The Roots of Coyote Radio en Español

Coyote Radio en Español is directed by Dr. Gallegos-Ruiz and Lacey Kendall.

Coyote Radio en Español is a special program of Coyote Radio, directed by Dr. Gallegos-Ruiz and Lacey Kendall.

The program started in 2009 when Lacey Kendall, Director of Coyote Radio, met two students that wanted to start a show in Spanish.

Student volunteers directed the show for a few years until they graduated.

Later, Dr. Gallegos, a professor of Communication, spoke to Kendall and asked if there was a way to involve her students in a journalist media broadcast experience.

“She was the one who brought it back to life and told me, how about instead of sending you two students, I’ll put the whole class on task,” said Kendall.

Soon Kendall and Gallegos started collaborating together on Coyote Radio en Español, which is now broadcasted live every Wednesday from 68 p.m.

Gallegos has taught Spanish for the Professions 316A course in the past. Three years ago, she decided to implement the Service Learning component.

“Students who are studying Communication or Spanish have the option of taking courses under the Communication track, so this course offers students the opportunity to experience firsthand what it is like to be a radio broadcaster,” said Gallegos.

Students are required to do 10 hours of Service Learning activity at the Coyote Radio Station, where they prepare and organize their radio program whichever topic they choose. 

Alba Valdez is a fourth year student currently taking Gallegos’s class and enjoys the radio program. 

“Being part of the radio through the Service Learning is a great experience. Not only am I involved in a school activity, but I will also gain experience for the future in the field of communication,” said Valdez.

Ever since the program started, some students have gotten jobs within the radio business or have been encouraged to do so, according to Gallegos.

“With my involvement in this program, I plan to gain experience since I eventually want to become a radio host for a Spanish broadcasting station in the Inland Empire,” said Valdez. 

The program is two hours, which gives each student an hour to present topics including important news issues, pop culture, or even sports.

“They learn how to organize that time whether it’s one or two hours, taking into account the breaks for commercials but beforehand, they have to prepare a script to fill that time with whatever topic they’re going to present,” said Gallegos.

This year the program is also offering the option of doing a podcast in the form of a public service announcement from CSUSB as part of the Service Learning Activity.

Gallegos works with students on their scripts while Kendall helps them with the technology in the radio station.

“This could not have been possible if Lacey hadn’t given us the support,” said Gallegos.

When Kendall realized that there were more Latino students in CSUSB than any other ethnic group, she told herself that there needed to be a more prominent Latino voice for the campus, since it couldn’t be all English programming.

“If every other thing in this radio station was to fall apart, I would want Coyote Radio en Español to go on forever,” said Kendall.

Kendall remembers when Gallegos stepped into her office and told her about the idea of doing the radio in Spanish.

“Dr.
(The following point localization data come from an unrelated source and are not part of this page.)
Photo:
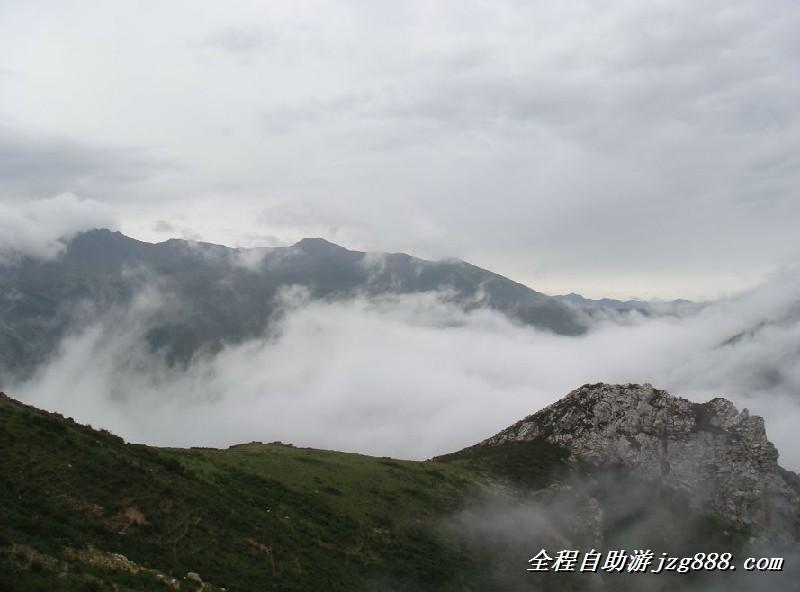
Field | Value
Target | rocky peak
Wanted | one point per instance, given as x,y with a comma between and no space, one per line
719,456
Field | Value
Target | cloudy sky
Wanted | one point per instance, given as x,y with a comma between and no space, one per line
617,148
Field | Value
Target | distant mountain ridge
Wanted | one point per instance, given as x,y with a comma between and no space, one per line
225,295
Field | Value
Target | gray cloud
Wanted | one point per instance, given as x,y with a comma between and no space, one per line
38,228
34,166
617,149
414,376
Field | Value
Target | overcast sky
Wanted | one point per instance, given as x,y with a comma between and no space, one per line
619,148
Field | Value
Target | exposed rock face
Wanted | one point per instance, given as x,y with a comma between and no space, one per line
719,456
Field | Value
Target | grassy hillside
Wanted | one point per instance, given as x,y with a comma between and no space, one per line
82,510
253,517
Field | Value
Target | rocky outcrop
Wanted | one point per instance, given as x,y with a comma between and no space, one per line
717,455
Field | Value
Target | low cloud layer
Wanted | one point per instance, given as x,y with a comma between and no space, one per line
38,228
413,376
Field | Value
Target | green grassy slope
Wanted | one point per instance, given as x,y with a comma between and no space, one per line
82,510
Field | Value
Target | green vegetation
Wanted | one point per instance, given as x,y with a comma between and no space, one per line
82,510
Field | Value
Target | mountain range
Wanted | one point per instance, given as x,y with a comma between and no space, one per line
606,467
222,295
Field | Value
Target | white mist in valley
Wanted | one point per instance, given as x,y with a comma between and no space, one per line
413,376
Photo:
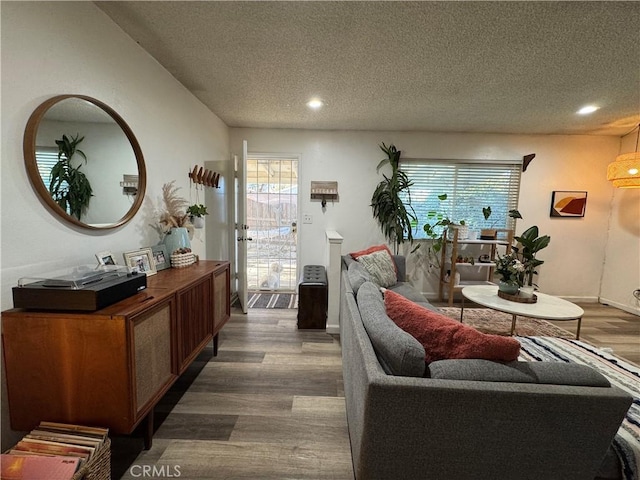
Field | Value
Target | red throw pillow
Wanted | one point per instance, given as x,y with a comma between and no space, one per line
443,337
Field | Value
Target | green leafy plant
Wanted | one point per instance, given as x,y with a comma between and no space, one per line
432,230
197,210
528,246
509,268
69,187
395,218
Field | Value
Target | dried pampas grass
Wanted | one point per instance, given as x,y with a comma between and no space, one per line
175,214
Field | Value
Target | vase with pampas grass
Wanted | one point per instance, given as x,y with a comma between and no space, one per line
174,220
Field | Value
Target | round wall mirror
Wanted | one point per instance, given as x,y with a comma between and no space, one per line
84,162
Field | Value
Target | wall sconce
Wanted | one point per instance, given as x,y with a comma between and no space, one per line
625,171
129,184
324,191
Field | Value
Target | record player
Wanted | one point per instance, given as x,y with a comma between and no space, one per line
84,288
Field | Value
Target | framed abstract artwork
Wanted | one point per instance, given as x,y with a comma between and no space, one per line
141,261
568,203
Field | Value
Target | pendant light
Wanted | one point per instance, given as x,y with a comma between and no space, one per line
625,171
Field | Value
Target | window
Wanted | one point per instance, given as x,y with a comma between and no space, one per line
469,185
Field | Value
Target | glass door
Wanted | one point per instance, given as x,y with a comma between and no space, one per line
272,217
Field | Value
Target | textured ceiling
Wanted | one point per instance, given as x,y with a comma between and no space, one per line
509,67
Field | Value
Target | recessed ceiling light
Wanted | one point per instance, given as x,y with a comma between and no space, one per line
586,110
315,103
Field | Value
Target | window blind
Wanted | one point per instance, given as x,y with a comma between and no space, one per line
469,185
46,158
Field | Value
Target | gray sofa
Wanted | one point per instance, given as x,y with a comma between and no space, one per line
463,419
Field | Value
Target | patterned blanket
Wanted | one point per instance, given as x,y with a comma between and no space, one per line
623,375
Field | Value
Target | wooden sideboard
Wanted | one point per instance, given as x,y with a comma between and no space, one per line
110,367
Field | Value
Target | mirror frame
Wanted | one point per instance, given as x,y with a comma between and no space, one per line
29,148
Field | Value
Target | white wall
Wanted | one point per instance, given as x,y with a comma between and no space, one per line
574,260
52,48
621,274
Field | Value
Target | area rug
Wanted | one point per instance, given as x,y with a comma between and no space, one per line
499,323
619,372
272,300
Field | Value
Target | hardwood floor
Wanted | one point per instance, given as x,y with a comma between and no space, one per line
271,404
612,328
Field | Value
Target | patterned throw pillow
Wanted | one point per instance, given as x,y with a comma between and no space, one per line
443,337
380,266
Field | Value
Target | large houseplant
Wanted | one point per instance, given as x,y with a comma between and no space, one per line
529,244
69,187
395,218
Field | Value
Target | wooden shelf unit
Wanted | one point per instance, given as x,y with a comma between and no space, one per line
450,250
109,368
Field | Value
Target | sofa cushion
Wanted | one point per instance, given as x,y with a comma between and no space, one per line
357,276
398,352
443,337
555,373
380,266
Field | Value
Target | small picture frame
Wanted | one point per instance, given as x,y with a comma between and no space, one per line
105,258
140,261
568,204
162,260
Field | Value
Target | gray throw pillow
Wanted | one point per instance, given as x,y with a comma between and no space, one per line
398,352
357,276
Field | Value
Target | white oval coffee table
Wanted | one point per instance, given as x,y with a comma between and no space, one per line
547,307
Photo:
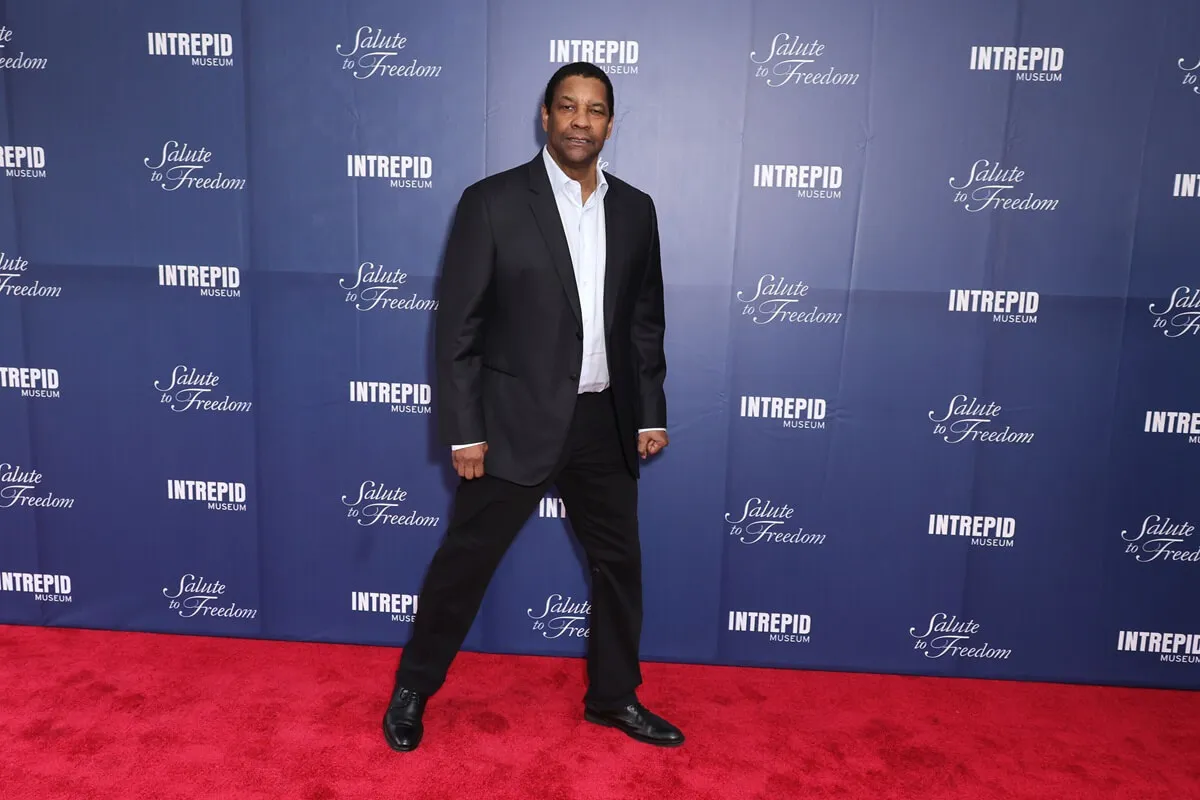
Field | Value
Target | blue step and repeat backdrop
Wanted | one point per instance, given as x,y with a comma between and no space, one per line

Gallegos is a phenomenal professor,” said Kendall. “When she came in here, she didn’t even know how to do this, but she knew that it was important that it be done.”
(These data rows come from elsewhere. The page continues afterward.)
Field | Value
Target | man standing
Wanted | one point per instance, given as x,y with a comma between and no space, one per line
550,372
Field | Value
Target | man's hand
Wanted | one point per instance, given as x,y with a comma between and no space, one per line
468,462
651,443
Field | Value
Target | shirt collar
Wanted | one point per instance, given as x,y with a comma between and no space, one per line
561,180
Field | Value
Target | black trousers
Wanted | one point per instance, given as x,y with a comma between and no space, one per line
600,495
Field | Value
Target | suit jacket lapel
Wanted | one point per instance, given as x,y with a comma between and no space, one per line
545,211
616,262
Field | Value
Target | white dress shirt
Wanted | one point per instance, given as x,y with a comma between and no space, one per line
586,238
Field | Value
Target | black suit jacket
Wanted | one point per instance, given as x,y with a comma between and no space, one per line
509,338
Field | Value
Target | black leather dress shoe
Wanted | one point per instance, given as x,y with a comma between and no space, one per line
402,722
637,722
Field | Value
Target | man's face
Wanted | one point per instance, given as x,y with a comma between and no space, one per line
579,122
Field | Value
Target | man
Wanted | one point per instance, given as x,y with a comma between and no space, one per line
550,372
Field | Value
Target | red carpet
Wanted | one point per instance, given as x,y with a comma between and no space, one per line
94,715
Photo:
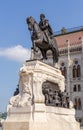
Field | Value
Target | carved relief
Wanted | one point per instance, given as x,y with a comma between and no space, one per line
54,96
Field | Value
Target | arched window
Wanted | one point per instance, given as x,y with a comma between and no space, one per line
63,70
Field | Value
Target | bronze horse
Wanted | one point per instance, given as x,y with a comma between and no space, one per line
38,39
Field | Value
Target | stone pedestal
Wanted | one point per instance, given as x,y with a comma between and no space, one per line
27,110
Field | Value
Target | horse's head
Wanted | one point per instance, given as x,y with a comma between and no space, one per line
30,21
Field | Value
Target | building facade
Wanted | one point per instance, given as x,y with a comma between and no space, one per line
70,44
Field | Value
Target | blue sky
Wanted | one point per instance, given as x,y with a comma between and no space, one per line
15,42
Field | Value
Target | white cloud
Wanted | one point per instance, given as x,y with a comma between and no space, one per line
16,53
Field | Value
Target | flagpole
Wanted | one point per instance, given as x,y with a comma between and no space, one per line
68,68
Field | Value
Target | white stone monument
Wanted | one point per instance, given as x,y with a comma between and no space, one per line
28,111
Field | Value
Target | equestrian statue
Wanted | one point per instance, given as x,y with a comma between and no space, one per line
42,37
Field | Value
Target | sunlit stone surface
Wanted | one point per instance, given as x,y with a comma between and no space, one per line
27,110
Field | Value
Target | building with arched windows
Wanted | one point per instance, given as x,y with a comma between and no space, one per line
70,44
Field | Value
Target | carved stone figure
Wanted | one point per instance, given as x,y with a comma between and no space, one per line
41,38
46,28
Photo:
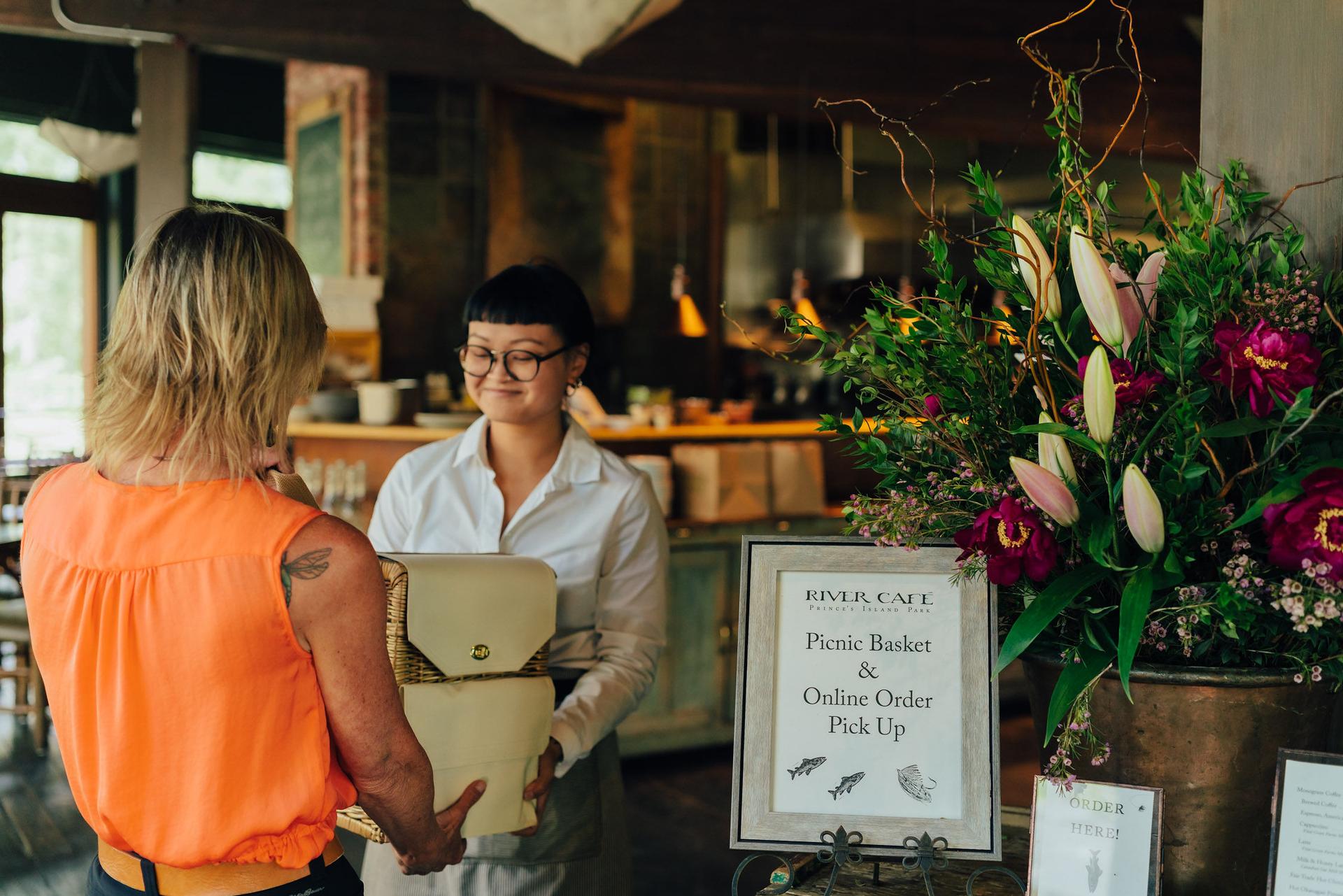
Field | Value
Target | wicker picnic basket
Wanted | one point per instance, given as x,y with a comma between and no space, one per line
511,637
413,667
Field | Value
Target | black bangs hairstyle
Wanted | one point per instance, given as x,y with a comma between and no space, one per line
534,293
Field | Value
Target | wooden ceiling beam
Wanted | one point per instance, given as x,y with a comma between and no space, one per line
747,54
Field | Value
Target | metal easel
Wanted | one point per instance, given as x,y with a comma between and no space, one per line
839,848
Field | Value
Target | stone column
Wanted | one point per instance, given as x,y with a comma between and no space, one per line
167,131
1272,76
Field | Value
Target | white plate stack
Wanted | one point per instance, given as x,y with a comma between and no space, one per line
658,469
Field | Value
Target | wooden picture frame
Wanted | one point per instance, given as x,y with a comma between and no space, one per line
1334,804
319,206
1106,793
776,725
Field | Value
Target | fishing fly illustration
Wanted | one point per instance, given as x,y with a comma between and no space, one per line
911,779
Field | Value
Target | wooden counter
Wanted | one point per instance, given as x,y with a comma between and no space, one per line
382,446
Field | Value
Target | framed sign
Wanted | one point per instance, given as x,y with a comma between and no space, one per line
864,699
1305,855
1095,839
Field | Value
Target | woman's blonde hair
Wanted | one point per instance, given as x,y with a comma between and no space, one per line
215,335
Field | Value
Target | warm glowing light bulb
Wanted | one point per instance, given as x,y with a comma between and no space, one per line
692,324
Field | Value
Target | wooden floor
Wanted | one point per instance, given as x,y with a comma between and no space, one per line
677,811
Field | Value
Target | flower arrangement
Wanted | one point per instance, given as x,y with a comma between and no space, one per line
1142,446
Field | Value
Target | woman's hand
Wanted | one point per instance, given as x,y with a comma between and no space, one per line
540,789
450,848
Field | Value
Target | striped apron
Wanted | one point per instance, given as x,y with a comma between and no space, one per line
582,846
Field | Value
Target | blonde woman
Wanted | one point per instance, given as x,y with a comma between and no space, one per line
213,650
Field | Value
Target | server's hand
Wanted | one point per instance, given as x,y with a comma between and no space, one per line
452,820
540,789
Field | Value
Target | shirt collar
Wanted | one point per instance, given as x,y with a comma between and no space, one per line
579,460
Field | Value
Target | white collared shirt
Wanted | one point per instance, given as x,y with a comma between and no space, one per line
594,519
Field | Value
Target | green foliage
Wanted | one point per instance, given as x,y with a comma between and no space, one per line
1210,597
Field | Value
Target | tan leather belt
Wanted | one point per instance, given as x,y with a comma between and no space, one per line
207,880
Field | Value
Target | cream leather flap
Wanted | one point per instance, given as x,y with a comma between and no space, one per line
477,613
492,731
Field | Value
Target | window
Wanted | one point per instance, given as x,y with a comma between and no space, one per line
23,152
46,324
249,182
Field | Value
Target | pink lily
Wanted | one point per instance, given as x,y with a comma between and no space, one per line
1127,290
1049,492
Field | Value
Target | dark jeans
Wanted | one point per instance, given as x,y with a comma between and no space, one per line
337,879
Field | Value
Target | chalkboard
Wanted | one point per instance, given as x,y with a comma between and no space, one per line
320,195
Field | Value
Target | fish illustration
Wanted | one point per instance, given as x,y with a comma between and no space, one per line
911,779
846,785
806,767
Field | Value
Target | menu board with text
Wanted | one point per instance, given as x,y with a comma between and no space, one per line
1309,825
With the support of each other, they were able to create Coyote Radio en Español and improve the program throughout the years.
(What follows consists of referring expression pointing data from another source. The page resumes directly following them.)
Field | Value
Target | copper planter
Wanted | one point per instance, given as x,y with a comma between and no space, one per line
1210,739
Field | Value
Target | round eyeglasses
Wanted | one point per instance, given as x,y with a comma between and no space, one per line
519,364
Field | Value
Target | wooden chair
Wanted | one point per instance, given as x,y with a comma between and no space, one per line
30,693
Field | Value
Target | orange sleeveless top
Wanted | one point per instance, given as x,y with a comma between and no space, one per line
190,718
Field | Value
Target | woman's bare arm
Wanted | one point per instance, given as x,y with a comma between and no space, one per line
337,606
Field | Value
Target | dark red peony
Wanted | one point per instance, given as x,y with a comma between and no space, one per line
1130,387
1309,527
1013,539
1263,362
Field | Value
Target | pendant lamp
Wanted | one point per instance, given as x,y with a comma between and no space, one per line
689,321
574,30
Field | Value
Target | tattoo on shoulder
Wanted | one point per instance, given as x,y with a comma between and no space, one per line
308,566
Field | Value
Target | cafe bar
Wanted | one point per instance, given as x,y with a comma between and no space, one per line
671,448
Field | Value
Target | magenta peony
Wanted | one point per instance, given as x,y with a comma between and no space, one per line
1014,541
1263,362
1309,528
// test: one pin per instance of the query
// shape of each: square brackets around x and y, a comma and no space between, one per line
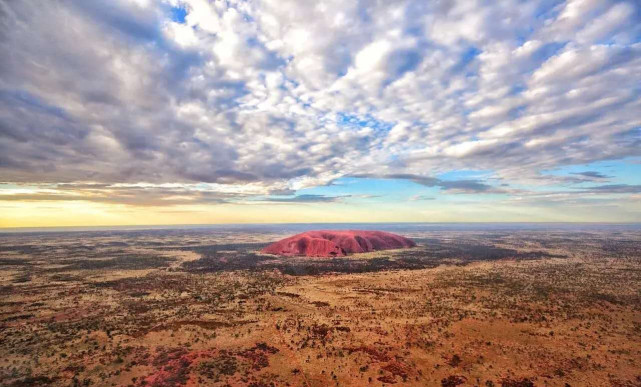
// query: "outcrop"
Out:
[337,243]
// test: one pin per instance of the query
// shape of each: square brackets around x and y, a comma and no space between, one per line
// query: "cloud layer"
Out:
[281,95]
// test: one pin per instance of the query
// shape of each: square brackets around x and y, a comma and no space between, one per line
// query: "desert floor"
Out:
[174,308]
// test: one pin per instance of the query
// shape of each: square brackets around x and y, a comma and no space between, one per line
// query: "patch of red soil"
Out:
[330,243]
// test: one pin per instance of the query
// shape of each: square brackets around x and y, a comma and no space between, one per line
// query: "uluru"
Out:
[337,243]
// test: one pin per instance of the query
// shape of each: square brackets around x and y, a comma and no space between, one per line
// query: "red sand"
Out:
[333,243]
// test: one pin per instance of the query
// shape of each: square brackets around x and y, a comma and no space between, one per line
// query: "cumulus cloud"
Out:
[284,95]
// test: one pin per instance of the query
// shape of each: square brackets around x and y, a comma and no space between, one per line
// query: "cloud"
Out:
[454,186]
[308,198]
[592,175]
[283,96]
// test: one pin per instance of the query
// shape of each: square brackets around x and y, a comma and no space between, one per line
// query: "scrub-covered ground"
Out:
[203,307]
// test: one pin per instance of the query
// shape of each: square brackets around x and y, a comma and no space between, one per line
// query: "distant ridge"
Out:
[336,243]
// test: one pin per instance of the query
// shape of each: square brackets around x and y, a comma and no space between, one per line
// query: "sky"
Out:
[126,112]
“She cared so much about her students and wanted them to not just be in her class but to have an extremely meaningful experience; that’s why she was so passionate about it,” said Kendall.

Kendall believes the program is a completely meaningful experience and that she will fight for it, now more than ever.

“I fought for it when it was just two students, but now that Gallegos has put her forces behind it, it’s an important program, even more than it was years ago […],” said Kendall.

Kendall and Gallegos hope to continue the program as it has provided different opportunities for CSUSB students.